Subtitle Generation at Scale

Automated subtitle generation with AWS Transcribe delivers production-quality output for live and recorded content. The key distinction between basic transcription and broadcast-ready subtitles is formatting: subtitle files require specific timing, line length limits (typically 42 characters per line), speaker identification, and compliance with national broadcasting standards such as EBU-TT or SRT formats.

A working pipeline for recorded content:

  1. Ingest video to S3, trigger Lambda on upload
  2. Extract audio track, submit to Transcribe with diarization enabled
  3. Post-process with Bedrock to apply line-breaking rules, merge over-segmented segments, and flag low-confidence words for review
  4. Convert to target subtitle format and attach to media asset

For live broadcast, AWS Transcribe Streaming provides low-latency subtitles. Latency is typically 3-6 seconds, acceptable for most live programming. Sports and breaking news benefit from domain-specific custom vocabularies - team names, player names, and location names require upfront vocabulary configuration to reach acceptable accuracy.

Audio Descriptions

Audio descriptions - narrated descriptions of visual content for visually impaired viewers - are harder to automate than subtitles. The challenge is identifying what is visually significant (action, text on screen, expressions, scene changes) and generating natural language descriptions that fit within gaps in dialogue.

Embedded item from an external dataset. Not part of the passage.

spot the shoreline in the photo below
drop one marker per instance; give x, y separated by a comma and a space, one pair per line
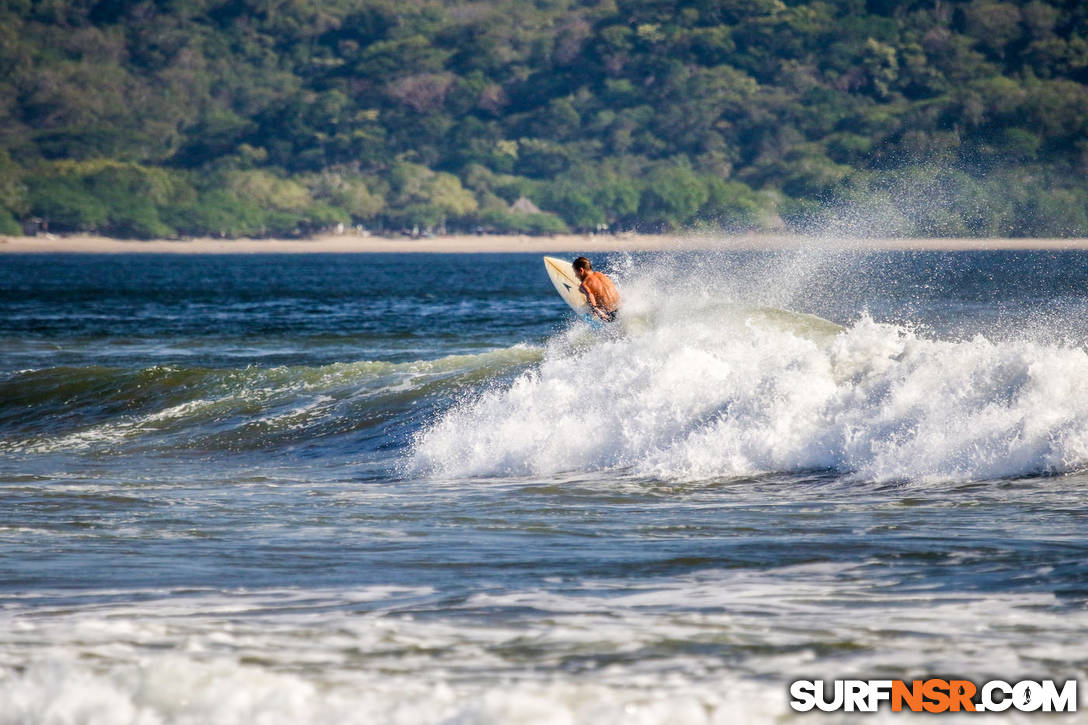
497, 244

AI handles scene analysis using Amazon Rekognition for visual element detection, and Bedrock for generating natural-sounding description text. Human reviewers remain part of the workflow for dramatic content where description tone and timing matter. For archive digitization projects where backlog is the primary constraint, AI-first with human spot-check is the standard approach.

WCAG Compliance Checking

Web-based media players and streaming platforms must meet WCAG 2.1 AA requirements. Automated compliance checking covers: color contrast in on-screen graphics, subtitle presentation (font size, background contrast, positioning), keyboard navigability, and screen reader compatibility of the player interface.

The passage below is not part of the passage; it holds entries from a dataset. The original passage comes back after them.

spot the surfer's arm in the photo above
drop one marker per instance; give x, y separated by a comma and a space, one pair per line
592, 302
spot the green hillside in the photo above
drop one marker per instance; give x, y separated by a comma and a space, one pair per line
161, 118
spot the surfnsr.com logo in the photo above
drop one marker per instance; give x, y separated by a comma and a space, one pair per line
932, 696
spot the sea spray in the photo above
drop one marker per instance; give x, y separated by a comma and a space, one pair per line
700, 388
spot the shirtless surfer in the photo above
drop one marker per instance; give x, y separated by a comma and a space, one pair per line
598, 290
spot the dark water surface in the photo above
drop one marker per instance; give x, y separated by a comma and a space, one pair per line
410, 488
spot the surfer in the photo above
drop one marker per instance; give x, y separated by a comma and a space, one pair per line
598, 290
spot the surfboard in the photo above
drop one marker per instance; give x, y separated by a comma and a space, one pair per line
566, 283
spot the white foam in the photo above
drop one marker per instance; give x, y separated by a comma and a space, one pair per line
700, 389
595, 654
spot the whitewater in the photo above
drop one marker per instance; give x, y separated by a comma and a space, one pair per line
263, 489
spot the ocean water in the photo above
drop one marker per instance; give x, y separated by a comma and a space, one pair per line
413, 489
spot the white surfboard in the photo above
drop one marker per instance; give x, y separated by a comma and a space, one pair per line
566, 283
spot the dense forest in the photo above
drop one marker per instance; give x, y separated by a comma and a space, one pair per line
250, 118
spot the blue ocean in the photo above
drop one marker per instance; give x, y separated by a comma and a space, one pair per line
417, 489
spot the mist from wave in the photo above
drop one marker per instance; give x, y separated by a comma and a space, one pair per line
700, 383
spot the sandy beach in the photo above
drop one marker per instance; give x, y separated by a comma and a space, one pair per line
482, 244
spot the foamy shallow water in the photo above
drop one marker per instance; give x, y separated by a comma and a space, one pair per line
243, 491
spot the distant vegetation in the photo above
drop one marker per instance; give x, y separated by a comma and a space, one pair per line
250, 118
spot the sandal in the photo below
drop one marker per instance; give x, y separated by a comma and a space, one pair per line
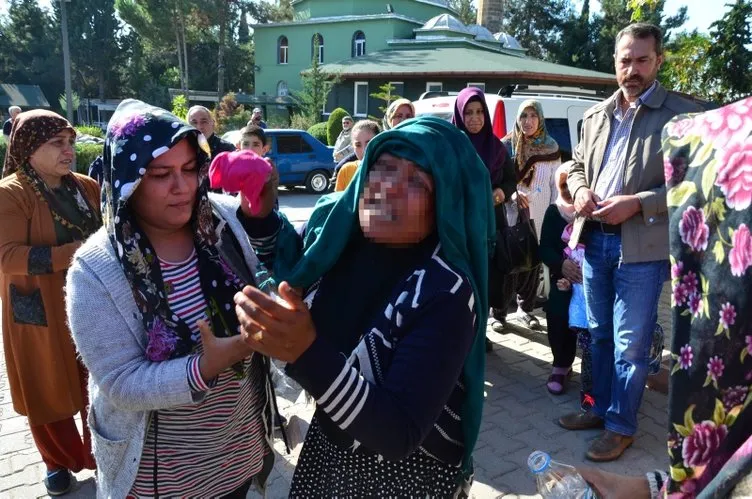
530, 321
558, 381
499, 326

Bedrock can analyze page structure and flag accessibility issues in content management system templates, reducing the manual audit burden for large content libraries. This works well as a CI/CD check on template changes before deployment.

Practical Expectations

Subtitle accuracy for studio-quality audio in major European languages: 93-97%. For phone-quality audio or heavy accents: 75-85%, requiring human QA. Audio description automation reduces manual effort by 40-60% - it generates drafts rather than finished assets. Human editors remain responsible for final quality in regulated contexts.

Organizations moving from zero automation to AI-assisted accessibility typically see compliance rates improve from 20-30% of catalog (what was manually affordable) to 80-90% within 6-12 months.